We could have written a deck. We chose to actually build the thing. Partly because we figured it would be the most honest way to show that voice AI is buildable today — you can hear it land or fall flat in real time, not in a screenshot. Partly because it forced us to sit with the trade-offs the INSEAD frameworks talk about, in code, not in slides. And partly, yes, for the laugh — a voicebot pitching a voicebot is a slightly absurd object, and we leaned into it.
Want to hear it instead of reading it?The voicebot can walk you through the course context and the team in about a minute.
These are short anchor answers for the most likely audience questions. The model should treat them as guidance for tone and content, not as scripts to read verbatim.
Q: What's your use-case, in one sentence? A voicebot that handles claims-status and policy-FAQ calls at a Dutch insurer, so human agents are free for the calls that actually need a human.
Q: Why voice and not a chatbot? Three things: our customer base is older and prefers voice, voice handles emotion and urgency better than chat, and we already run a phone number — voice AI is a non-disruptive UX change rather than a new channel.
Q: What's the ROI? We target thirty-percent deflection on the in-scope call types in phase one — about sixty thousand calls a year, roughly two-hundred-thousand euros saved against a sixty-to-eighty-thousand build-and-run cost. Modest, not magical, and we expected scrutiny on those numbers.
Q: What does the bot actually handle? Phase one: claims status and policy FAQ. Phase two: broader FAQ. Anything emotional, complex, or financial — claims intake, complaints, sales — goes to a human immediately.
Q: What about regulation and compliance? The Dutch AFM requires demonstrated duty-of-care for vulnerable consumers, so the bot routes anything that looks emotional, urgent, or complex straight to a human. We won't roll out without compliance sign-off and a documented escalation path.
Q: What if the customer is angry or upset? The bot detects emotional cues and transfers. The escalation is one-touch ("press zero or just ask for a person") and always available. Conservative routing is the design principle — when in doubt, transfer.
Q: How do you hand off to a human?

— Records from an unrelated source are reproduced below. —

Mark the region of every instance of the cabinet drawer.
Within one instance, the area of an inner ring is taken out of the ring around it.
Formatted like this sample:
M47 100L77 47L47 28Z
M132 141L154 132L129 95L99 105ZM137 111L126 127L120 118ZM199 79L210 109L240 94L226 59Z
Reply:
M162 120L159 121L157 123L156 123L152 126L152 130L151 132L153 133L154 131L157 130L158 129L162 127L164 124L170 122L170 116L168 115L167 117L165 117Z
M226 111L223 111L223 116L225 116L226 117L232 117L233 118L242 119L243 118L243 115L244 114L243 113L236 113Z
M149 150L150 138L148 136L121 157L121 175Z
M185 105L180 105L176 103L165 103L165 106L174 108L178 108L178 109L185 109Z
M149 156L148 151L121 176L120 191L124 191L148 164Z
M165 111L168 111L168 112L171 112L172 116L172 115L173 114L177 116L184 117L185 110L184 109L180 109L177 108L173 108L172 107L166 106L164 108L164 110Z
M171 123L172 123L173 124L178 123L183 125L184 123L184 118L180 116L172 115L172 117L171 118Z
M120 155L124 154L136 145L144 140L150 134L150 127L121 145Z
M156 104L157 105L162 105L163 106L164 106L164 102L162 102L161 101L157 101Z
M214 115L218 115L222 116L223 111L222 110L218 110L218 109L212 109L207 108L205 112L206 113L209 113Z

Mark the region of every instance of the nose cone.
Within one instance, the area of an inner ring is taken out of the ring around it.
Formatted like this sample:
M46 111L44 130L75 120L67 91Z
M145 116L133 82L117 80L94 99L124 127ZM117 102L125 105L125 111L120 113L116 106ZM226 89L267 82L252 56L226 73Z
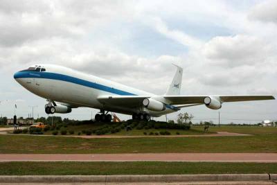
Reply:
M17 80L17 78L20 78L20 72L16 72L14 75L13 75L13 78L15 79L15 80Z
M21 72L21 71L16 72L13 75L13 78L17 82L19 82L19 84L21 84L21 81L22 81L21 80L22 80L22 78L24 78L24 72Z

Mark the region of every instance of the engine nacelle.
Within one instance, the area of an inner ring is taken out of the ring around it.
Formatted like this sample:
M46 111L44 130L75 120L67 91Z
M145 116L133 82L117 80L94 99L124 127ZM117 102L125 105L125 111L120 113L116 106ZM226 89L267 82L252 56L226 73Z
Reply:
M145 98L143 100L144 107L152 111L163 111L166 109L166 106L161 102L151 99Z
M221 102L214 97L207 96L204 99L206 107L212 109L219 109L222 107Z
M54 107L55 109L55 113L65 114L65 113L70 113L72 111L71 107L59 104L57 104L57 106L54 106Z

The bot summarises the conversation, the detected intent, and the customer's verified identity, and that summary lands with the human agent before they pick up. No re-explaining.
Q: Are you the actual voicebot we're proposing? No. I'm the demo built to show the use-case. The production version would run on the insurer's telephony stack, not in a browser, and would be tuned to specific call flows. Same idea, different plumbing.
Q: How were you built? What's under the hood? Browser microphone, LiveKit for real-time audio, Deepgram Nova-3 for speech-to-text, Claude Haiku 4.5 for the language model, ElevenLabs Flash for text-to-speech. Self-hosted on a small Hetzner server. About one evening of plumbing, on top of off-the-shelf parts.
Q: What did you learn from the INSEAD course? That the technology is the easy part. The hard parts are scoping conservatively, governance, change management for the contact-centre staff who'd work alongside the bot, and being honest about which use-cases actually have ROI versus the ones that just sound exciting.
Q: Aren't you just a chatbot with extra steps? Voice changes the UX more than people expect. Older customers will use voice who won't touch a chat. Tone-of-voice carries information that text drops. And the failure modes are different — a slow chatbot is annoying; a slow voicebot is intolerable. Different product, not a re-skin.